What to do with America’s Confederate statues and monuments

The World
A Robert E. Lee statue in Charlottesville, Virginia.

Donald Trump is not known for his strong grasp of history. But in controversial unscripted remarks this week, Trump claimed "leftists" were trying to rewrite history by destroying monuments.

“This week it's Robert E. Lee. I notice that Stonewall Jackson is coming down,” he said on Tuesday, referring to the top two generals of the Confederacy in the Civil War. “I wonder,” he continued, “is it George Washington next week? And is it Thomas Jefferson the week after. You really do have to ask yourself, where does it stop?"

The president was speaking off-the-cuff in response to reporters’ questions about the racially charged violence in Charlottesville, Virginia, on Saturday.

He doubled down on that sentiment on Thursday with a series of tweets, saying “the history and culture of our great country” are being “ripped apart with the removal of our beautiful statues and monuments.”

His sentiment has strong echoes in the rhetoric of white supremacist groups, and even some more moderate conservative groups, about the need to defend “heritage” against what they see as an attempt to erase or rewrite history. It fits those groups' narrative about the demographic and cultural displacement of “white” Americans.

Calls for the demolition of Confederate cemeteries and memorials to their war dead, and criticisms of Thomas Jefferson and other prominent slave owners from the early days of the republic, have created unease among some whites, an unease that white supremacist, neo-Nazi and white nationalist groups appear to be attempting to exploit as a galvanizing issue to win funding and recruits.

A CBS poll released Thursday says 67 percent of Republicans approve of the president’s response to Charlottesville.

On the other side of the issue, an effort is underway in towns and cities across the South to remove statues and monuments commemorating Confederate leaders and soldiers. The argument is that these are symbols of white supremacy erected in the era of Jim Crow and segregation, from the 1890s into the 1950s.

So how is a nation supposed to memorialize a divided and controversial history? Well, America is not alone in this and plenty of models exist.

One person who has given this issue a lot of thought is Laurent Dubois, professor of history at Duke University in Durham, North Carolina. On Wednesday, he tweeted out this thought:

Dubois went on to suggest Americans leave the empty pedestals there and develop historical panels explaining their history as monuments. Alongside them, he suggests, Americans could place panels with photographs recounting how and why they came down.

In that way, he says, “you’d actually get a sense of the dynamism of history, and the fact that monuments are about public declaration of values.”

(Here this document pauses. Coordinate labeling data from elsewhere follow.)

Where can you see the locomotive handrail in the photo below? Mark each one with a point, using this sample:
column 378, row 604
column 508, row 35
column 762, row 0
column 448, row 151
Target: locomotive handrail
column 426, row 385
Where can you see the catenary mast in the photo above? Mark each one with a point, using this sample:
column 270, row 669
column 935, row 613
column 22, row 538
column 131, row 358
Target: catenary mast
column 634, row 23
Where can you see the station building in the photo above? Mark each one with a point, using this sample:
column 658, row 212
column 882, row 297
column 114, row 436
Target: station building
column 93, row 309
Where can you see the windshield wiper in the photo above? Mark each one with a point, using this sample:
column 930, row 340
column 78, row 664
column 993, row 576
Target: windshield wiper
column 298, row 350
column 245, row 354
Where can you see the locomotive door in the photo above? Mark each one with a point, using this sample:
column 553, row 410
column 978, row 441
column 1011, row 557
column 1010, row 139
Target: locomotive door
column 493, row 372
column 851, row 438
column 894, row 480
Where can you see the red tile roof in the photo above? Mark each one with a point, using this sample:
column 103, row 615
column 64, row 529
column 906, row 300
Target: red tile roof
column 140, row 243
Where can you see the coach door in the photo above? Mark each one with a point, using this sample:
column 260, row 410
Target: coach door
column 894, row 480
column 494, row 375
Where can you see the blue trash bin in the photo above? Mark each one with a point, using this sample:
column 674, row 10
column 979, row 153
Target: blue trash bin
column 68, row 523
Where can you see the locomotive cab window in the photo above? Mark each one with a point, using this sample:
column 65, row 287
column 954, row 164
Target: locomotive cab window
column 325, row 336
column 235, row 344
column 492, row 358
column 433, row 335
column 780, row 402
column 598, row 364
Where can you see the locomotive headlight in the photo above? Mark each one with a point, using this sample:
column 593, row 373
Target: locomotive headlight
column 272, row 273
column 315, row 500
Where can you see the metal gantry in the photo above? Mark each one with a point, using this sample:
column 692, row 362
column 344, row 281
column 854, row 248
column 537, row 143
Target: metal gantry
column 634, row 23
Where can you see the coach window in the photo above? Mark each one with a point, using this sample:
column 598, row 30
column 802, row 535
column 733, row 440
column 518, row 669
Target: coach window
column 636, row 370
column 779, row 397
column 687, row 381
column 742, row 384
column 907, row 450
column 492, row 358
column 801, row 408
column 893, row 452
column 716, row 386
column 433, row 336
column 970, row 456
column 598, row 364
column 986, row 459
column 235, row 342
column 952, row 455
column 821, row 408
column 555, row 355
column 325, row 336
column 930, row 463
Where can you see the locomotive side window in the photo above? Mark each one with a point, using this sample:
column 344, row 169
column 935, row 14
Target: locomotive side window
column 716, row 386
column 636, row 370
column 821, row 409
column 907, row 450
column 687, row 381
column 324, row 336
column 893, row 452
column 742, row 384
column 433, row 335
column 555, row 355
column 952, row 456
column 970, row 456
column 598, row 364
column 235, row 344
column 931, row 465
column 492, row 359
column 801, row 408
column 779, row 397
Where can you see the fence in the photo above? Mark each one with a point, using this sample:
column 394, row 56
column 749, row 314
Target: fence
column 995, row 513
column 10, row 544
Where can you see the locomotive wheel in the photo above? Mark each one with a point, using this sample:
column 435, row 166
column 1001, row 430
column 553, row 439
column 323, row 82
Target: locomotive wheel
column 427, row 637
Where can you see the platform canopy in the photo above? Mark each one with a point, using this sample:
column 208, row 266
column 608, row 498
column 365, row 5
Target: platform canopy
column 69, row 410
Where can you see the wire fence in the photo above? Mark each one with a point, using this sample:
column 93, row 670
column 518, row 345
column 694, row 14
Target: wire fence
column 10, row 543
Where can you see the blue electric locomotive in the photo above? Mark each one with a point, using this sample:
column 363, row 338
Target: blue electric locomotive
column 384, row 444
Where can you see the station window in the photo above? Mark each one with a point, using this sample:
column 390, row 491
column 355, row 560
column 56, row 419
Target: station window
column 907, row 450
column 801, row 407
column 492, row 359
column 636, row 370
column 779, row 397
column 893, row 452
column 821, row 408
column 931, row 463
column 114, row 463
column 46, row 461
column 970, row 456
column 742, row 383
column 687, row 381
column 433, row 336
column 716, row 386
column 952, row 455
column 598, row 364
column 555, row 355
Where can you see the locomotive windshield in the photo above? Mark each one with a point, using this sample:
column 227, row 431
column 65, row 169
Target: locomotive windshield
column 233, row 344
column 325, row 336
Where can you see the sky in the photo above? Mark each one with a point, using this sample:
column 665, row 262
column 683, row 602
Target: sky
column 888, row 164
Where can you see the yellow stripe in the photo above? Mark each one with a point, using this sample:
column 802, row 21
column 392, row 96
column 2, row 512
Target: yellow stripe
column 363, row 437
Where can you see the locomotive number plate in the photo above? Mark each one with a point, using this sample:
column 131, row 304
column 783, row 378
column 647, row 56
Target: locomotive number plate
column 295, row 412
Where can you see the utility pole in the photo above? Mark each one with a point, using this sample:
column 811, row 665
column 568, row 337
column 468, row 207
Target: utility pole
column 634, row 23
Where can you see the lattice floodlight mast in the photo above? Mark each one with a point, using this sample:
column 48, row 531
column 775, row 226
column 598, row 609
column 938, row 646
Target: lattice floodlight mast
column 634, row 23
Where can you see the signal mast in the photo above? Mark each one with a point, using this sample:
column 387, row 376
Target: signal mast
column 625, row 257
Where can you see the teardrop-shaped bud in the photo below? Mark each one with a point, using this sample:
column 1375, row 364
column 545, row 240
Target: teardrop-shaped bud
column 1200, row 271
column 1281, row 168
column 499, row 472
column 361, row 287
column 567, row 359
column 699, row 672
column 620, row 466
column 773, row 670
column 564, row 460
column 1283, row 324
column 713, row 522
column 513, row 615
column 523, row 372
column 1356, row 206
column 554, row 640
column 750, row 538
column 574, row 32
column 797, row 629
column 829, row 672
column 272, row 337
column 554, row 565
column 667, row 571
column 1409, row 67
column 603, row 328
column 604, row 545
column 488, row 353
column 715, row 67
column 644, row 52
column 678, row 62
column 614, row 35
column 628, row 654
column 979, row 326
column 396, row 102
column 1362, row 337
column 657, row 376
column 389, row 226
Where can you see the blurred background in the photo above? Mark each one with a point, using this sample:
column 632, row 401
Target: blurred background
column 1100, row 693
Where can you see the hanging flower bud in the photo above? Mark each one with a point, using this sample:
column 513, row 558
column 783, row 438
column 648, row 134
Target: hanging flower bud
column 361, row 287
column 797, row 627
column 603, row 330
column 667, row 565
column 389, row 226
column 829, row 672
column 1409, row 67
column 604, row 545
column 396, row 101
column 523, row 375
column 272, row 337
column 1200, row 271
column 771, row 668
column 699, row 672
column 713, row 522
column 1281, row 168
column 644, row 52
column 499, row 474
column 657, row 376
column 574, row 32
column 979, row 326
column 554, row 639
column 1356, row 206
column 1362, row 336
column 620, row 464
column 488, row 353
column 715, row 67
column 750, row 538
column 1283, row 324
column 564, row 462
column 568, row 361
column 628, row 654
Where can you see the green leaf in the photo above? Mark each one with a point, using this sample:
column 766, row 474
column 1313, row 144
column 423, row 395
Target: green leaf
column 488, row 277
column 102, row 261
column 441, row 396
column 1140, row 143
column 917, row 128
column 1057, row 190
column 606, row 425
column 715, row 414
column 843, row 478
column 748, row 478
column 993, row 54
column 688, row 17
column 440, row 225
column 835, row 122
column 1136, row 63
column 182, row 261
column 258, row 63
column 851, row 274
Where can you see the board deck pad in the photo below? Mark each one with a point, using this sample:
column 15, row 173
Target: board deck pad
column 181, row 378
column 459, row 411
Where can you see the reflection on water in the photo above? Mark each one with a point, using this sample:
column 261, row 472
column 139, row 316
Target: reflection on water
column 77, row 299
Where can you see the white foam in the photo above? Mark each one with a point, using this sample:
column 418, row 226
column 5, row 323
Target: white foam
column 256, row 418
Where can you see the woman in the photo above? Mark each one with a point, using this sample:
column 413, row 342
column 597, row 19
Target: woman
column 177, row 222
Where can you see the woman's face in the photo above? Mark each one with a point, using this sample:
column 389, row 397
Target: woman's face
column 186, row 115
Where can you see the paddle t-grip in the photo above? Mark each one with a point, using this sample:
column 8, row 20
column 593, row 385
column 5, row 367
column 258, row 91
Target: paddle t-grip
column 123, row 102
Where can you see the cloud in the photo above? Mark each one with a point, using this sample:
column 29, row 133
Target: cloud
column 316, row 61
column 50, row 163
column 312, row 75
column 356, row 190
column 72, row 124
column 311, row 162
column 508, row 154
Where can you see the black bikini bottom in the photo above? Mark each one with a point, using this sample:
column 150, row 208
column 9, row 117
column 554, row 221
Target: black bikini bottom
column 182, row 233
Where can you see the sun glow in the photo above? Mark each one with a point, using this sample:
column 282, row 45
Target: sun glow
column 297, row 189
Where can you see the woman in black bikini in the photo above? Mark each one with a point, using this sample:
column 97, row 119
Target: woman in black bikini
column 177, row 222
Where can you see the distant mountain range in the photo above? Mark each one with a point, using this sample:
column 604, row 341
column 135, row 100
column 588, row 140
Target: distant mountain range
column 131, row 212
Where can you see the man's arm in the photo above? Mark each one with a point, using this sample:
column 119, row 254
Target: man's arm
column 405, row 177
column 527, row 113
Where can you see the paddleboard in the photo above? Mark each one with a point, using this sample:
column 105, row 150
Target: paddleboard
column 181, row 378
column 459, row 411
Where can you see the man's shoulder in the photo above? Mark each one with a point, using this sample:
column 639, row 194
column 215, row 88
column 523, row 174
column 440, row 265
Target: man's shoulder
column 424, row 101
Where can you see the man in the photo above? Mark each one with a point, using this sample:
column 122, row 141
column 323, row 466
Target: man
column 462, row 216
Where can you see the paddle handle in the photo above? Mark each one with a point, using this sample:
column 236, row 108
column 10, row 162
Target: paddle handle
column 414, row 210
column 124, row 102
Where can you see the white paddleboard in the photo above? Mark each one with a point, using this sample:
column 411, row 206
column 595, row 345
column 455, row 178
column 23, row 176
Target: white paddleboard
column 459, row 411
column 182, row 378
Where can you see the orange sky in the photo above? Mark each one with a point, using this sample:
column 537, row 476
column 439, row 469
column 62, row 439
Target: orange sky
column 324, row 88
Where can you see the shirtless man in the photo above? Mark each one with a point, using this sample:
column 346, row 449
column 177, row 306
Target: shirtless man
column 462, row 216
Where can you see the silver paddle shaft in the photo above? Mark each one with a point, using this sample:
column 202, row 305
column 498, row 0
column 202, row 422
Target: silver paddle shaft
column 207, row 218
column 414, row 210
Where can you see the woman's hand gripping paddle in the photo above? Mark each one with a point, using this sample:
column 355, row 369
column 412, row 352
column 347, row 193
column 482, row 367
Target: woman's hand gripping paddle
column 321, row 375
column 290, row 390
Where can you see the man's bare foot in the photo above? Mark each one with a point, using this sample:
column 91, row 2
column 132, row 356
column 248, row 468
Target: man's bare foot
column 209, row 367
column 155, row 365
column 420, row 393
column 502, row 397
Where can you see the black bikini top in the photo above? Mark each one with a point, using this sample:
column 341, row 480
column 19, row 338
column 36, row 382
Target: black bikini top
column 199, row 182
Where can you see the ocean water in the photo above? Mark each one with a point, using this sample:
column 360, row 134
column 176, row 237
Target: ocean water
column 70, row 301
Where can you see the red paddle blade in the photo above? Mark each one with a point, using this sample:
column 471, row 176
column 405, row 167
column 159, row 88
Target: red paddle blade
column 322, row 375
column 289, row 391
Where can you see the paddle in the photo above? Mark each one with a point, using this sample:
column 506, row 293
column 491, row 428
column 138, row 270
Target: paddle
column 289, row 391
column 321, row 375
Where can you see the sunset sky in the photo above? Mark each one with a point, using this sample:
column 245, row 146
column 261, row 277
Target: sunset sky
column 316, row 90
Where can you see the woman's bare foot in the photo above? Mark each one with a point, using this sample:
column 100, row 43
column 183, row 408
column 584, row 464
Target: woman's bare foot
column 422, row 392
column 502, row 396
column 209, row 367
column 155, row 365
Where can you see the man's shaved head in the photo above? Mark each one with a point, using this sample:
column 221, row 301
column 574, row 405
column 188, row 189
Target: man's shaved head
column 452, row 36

He cites as an example, a statue in the Caribbean island of Martinique of Empress Josephine, wife and lover of Napoleon Bonaparte. She was also a member of a family that grew wealthy on the backs of slaves working sugar plantations in the French colony. Napoleon ordered a brutal campaign to reconquer the island and reintroduce slavery. He and his local wife were therefore celebrated by the white ruling elite there.

In the 1980s, independence activists decapitated the statue and painted it with blood, as though it had been guillotined. Rather than replace the head, the local community decided to leave it as it was, as a way to reinterpret history.

“In the middle of the town square,” Dubois says, “you have a monument that’s been transformed by activists, and that Martiniquans now see as their monument, as they’ve reclaimed it in a certain way.”

Related: Three ways the Trump administration has downplayed white supremacy

“A monument always has to do with three different historical moments,” he says. “It’s a reference to a particular moment in the past. It’s also a representation of the moment when it was built … and then we in the present have to think about these monuments and what they mean today, and whether they fit with our values as a society.”

“It’s also the case,” Dubois adds, “that we need to cultivate and expand a broader historical memory. So the history of slavery itself — the history of abolitionists, the history of how slavery was destroyed, the history of the enslaved people who fought against slavery — all those are things that could be much better known and much more present in our public spaces.”

“One solution is to think about that … both the removal of some monuments, but also what kinds of public art, what kinds of public recognition of history do we want to foreground?” he says. “And there are lots and lots of Americans that have fought for justice and equality, who fought against slavery, who could be acknowledged and could be celebrated.”

Dubois is less comfortable with calls for removing grave markers and memorials to the Confederate war dead. “Graves are generally considered a really different situation, obviously, just because of the sacredness that people have around graveyards,” he says. “But of course monuments to the dead are kind of in-between.”

He points out that there are monuments to the dead in Germany from World War II, despite that nation’s absolute repudiation of Nazism and Nazi symbols. “Those kinds of questions are really, really complicated,” he says.